The Rebbe responded that it should be a narrow government in order to be a strong government. "Yeah, and take care of the real problems," added Levy.

Lubavitcher Rebbe Menachem Mendel Schneerson (photo credit: MORDECAI BARON/WIKIMEDIA COMMONS)
Lubavitcher Rebbe Menachem Mendel Schneerson
(photo credit: MORDECAI BARON/WIKIMEDIA COMMONS)
The Lubavitcher Rebbe, Rabbi Menachem Mendel Schneerson, told the former editor of The Jerusalem Post, Yehuda Levy, in 1990 that he believed that Israel needs a narrow government.
Speaking to him during a visit, Levy asked the Rebbe to do something so that there will be a strong government in Israel quickly.
The Rebbe responded that it should be a narrow government in order to be a strong government. 

"Yeah, and take care of the real problems," Levy responded.

The former Post editor presented the Rebbe with a Kaufman Haggadah, the book used during the Passover holiday meal, and the Rebbe blessed him to bring good news not only from Jerusalem, but also "Yerushalayim (Jerusalem in Hebrew), the holy city."
The Rebbe also expressed hopes that he would visit Jerusalem with the Messiah soon and that the Jerusalem Post would announce the visit.
Levy visited the Rebbe in New York in June 1990 after the national unity government was forced to resign in a no-confidence motion presented by Alignment (Labor) MK Shimon Peres in March 1990. Peres proceeded to try and fail to form a narrow left-wing government and a narrow right-wing government was formed by former prime minister Yitzhak Shamir soon after Levy visited the Rebbe, according to the Knesset website.

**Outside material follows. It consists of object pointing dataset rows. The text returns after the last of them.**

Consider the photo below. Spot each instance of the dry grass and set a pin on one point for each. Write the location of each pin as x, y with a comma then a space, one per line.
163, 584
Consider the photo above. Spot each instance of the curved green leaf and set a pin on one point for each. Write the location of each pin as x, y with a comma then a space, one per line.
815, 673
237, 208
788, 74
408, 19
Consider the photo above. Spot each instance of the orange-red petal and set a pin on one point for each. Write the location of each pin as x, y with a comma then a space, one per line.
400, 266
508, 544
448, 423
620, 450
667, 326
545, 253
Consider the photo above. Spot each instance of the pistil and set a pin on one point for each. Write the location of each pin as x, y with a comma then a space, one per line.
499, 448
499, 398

From 1984 to 1990, Israel had been led by a national unity government between prime ministers Yitzhak Shamir (Likud) and Shimon Peres (Labor/Alignment) who agreed on a rotation, with each serving two years, according to the Knesset's website. The unity government was formed after elections that resulted in equally sized right-wing and left-wing blocs, making it so that both blocs were unable to form a majority government.

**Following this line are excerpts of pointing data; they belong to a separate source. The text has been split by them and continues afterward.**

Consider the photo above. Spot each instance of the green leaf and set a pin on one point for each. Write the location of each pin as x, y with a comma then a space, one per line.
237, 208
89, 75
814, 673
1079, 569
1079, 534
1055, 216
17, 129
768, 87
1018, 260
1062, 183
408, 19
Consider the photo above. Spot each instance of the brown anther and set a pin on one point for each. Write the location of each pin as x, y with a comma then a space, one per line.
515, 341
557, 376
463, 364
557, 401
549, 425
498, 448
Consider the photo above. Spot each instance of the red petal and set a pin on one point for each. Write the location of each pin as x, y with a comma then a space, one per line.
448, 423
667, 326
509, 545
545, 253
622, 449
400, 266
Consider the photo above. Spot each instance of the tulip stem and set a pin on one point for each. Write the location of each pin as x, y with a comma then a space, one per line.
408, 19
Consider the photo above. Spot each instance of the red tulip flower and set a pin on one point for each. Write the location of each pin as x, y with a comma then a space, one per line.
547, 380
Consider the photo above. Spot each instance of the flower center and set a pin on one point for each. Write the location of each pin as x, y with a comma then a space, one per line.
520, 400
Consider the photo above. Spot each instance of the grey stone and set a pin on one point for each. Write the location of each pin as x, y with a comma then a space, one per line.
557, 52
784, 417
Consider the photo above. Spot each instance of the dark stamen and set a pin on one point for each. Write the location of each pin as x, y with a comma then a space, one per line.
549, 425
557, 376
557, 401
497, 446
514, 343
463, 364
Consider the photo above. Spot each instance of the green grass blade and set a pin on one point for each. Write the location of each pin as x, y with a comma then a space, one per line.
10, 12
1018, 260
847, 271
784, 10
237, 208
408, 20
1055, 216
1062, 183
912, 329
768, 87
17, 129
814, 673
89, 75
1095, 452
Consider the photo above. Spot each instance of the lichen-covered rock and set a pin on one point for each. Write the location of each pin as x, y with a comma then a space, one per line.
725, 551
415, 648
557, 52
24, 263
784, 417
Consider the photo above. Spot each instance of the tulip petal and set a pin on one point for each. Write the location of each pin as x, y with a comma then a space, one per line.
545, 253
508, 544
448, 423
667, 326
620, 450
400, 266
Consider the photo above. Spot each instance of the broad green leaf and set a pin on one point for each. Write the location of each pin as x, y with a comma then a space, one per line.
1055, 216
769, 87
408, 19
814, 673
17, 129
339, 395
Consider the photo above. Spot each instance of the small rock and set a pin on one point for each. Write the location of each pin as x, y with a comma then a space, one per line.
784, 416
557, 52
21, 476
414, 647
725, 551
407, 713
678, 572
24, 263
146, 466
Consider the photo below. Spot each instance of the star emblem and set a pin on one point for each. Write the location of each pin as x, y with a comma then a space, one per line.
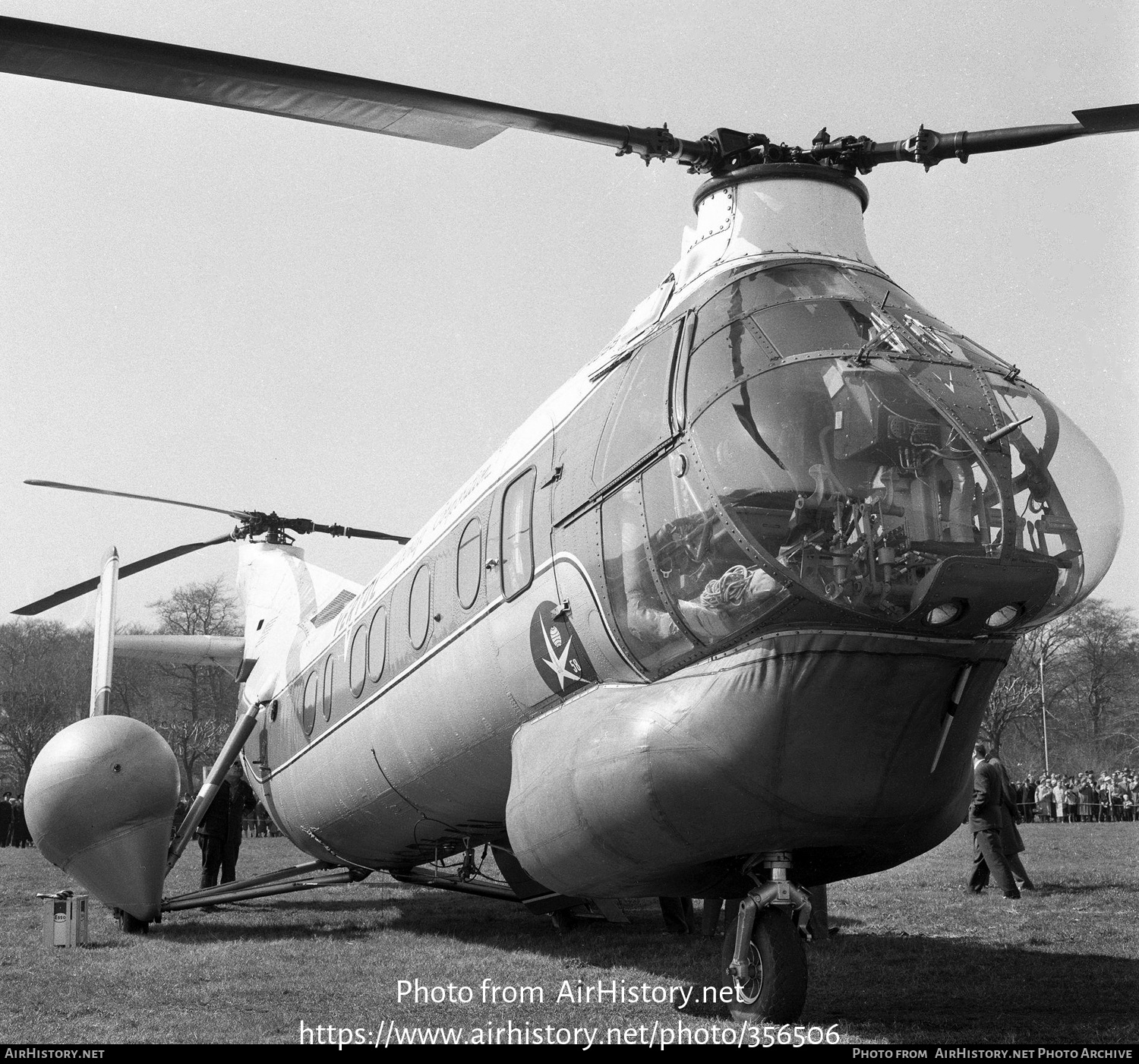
557, 663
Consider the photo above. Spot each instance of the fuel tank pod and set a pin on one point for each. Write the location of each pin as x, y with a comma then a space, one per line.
639, 790
99, 802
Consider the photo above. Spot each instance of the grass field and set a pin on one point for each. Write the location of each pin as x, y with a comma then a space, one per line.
917, 959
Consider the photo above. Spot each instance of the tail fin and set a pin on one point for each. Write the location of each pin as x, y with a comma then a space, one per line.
104, 656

Some 97 of the 120 members of Knesset were part of the unity government, so adjustments had to be made to the Knesset Rules of Procedures in order to allow the opposition to function properly.
A 10 seat inner cabinet was also formed and divided equally between the Likud and Labor parties to allow each to block the initiative of the other, if necessary, according to the Washington Institute  The government addressed many security and economic issues and managed to last the complete four-year term.
Both Blue and White leader Benny Gantz and Prime Minister Benjamin Netanyahu have proposed a national unity government to solve the current political stalemate, but both have so far failed to form one. President Reuven Rivlin gave the Knesset the responsibility to grant the mandate to form a government to any of the 120 members of Knesset or to go to elections, after both Netanyahu and Gantz were granted the mandate and failed to form a government.